Dava: Taraflar arasındaki "menfi tespit" davasından dolayı yapılan yargılama sonunda; İzmir 1. Asliye Hukuk Mahkemesi'nce davanın reddine dair verilen 13.12.1989 gün ve 1988/1279-1989/980 sayılı kararın incelenmesi taraf vekilleri tarafından istenilmesi üzerine; Yargıtay 11. Hukuk Dairesinin 17.6.1991 gün ve 1990/2460-1991/4068 sayılı ilamı:

(...Dava konusu bonolar bono alacaklısı dava dışı Ali Tepe tarafından bankaya tahsile verilmiş olup, bankaca dava konusu bonoların vadesinde ödenmesi için davacıya ihbarname gönderilmiştir. Banka ihtarnamelerinde davalı, bankaya bonoları ibraz eden olarak görülmediğinden davalıya dava dışı Ali Tepe tarafından yapılan ciroların bonoların vadelerinden sonra yapıldığının kabulü gerekir. Bu durumda davalıya yapılan cirolar B.K.nun hükümleri uyarınca alacağın temliki hükümlerine tabi olacağından, asıl alacaklı dava dışı Ali Tepe'ye karşı ileri sürülebilecek def'iler davalı temellük edene karşı da ileri sürülebilir. Böyle olunca, davacı asıl alacaklıya karşı borçlu bulunmadığını da iddia ettiğine göre, bu yöndeki defi, temellük eden davalıya karşı ileri sürülebilir.

Bu durumda mahkemece, davacının asıl alacaklı davadışı Ali Tepe'ye karşı açtığı belirlenen menfi tespit davasının sonucu beklenilerek o davanın sonucuna göre bir karar verilmek gerekirken ve davalının kötü niyetli olup olmamasının davanın sonucuna etkili bulunmamasına rağmen davalının kötü niyetli olmadığından bahisle davanın reddine karar verilmesi doğru görülmemiştir...) gerekçesiyle bozularak dosya yerine geri çevrilmekle yeniden yapılan yargılama sonunda; mahkemece önceki kararda direnilmiştir.

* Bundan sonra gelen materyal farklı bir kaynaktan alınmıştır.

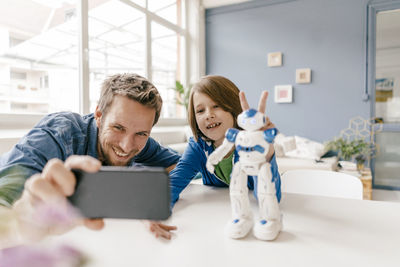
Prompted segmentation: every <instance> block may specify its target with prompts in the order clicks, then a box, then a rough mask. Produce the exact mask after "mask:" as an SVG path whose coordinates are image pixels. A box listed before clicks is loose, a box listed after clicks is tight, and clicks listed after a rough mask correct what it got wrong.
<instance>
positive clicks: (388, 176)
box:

Hukuk Genel Kurulu'nca incelenerek direnme kararının süresinde temyiz edildiği anlaşıldıktan ve dosyadaki kağıtlar okunduktan sonra gereği görüşüldü:

Karar: Yerel Mahkemece dava, Özel Daire bozma kararından sonra yine reddedilmiştir. Ancak bu kez verilen red kararına, bozma kararının genel esprisinden yararlanarak bozmadan önceki kararda dayanılmamış olan banka müdürlüğünden alınan dava konusu bonoların davalı tarafından bankaya ibraz edildiğine ilişkin yazı gerekçe yapılmıştır. Bu durumda ortada varlığından söz edilebilecek usulüne uygun olarak verilmiş bir direnme kararı bulunmayıp, bozmadan önceki kararda dayanılmayan yeni olgunun gerekçe yapıldığı yeni bir hükmün bulunduğunun kabulü gerekir.

O itibarla, yeni hükme yönelik temyiz incelemesinin yapılması için dosyanın Özel Dairesine gönderilmesi icabeder.

Sonuç: Yukarıda açıklanan sebeplerden dolayı temyiz incelemesinin yapılması için dosyanın 11. Hukuk Dairesine gönderilmesine, 13.05.1992 gününde oybirliği ile karar verildi.